Natalia Ginzburg y Cesare Pavese
Ya no sé cuántas páginas suma este diario ininterrumpido
desde hace 16 años, como Carmen. Lo cierto es que su escritura se me ha
convertido en una costumbre y en una especie de compañía. No anoto todo en él,
pero en él están los seres de mi afecto y algunas cosas que me pasan. De sus
páginas también forman parte mis silencios.
Los diarios son ejercicios de escritura y también
una ayuda invalorable para la memoria. Varias veces me he valido de ellos para
precisar una fecha, dar con un nombre o con algún dato que creía perdidos. Son
un ensayo de lo inmediato y un inventario incompleto de lo cotidiano.
Asimismo, los diarios son un desahogo que
celebra o recusa en la trastienda. Este mío se ocupa más de mis lecturas que de
otras cosas, aunque a ratos se entretenga en algunas minucias de la casa. Sé
que por más evasivo o discreto que
parezca en relación con ciertas intimidades, entre sus líneas siempre va
quedando algo de lo que me callo o creo callarme.

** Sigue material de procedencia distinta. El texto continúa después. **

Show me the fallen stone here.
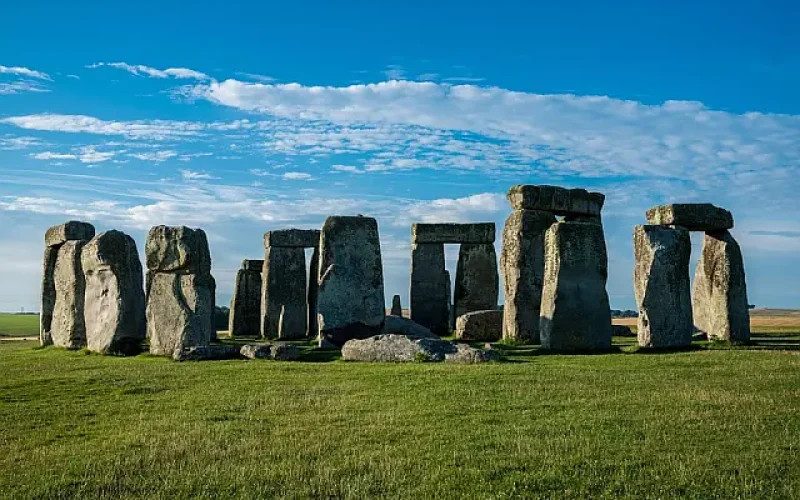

Me gustaría uno más explícito, pero no va
conmigo ese tipo de diario. Los diarios son como el diarista: tienen sus
defectos (muchos en mi caso), sus manías (otras tantas) y seguramente alguno de
esos hábitos “virtuosos” de los que Natalia Ginzburg habló con sabia ironía en
un libro admirable, el mismo que incluye las más bellas páginas sobre Cesare Pavese
que he leído: Las pequeñas virtudes.
Hasta aquí las autorreferencias de la anotación
y vuelvo a Pavese, diarista dolido y solitario, para releer su oficio de vivir, bajo la sombra de este
amoroso retrato de Natalia:
“Murió en verano. Nuestra ciudad en verano, está
desierta y parece muy grande, clara y sonora como una plaza. El cielo está
limpio pero no luminoso, tiene una palidez lechosa. El río fluye llano como un
camino, sin emanar humedad ni frescura. De las calles se levantan ráfagas de
polvo (…). // No estaba ninguno de nosotros. Para morir eligió un día
cualquiera de aquel tórrido agosto, y la habitación de un hotel cerca de la
estación: en la ciudad que le pertenecía, quiso morir como un forastero. Había
imaginado su muerte en una poesía, de hacía muchos, muchos años:
No será
necesario dejar la cama.
Sólo el
alba entrará en el cuarto vacío
(…)
Poco después de su muerte, fuimos a la colina”.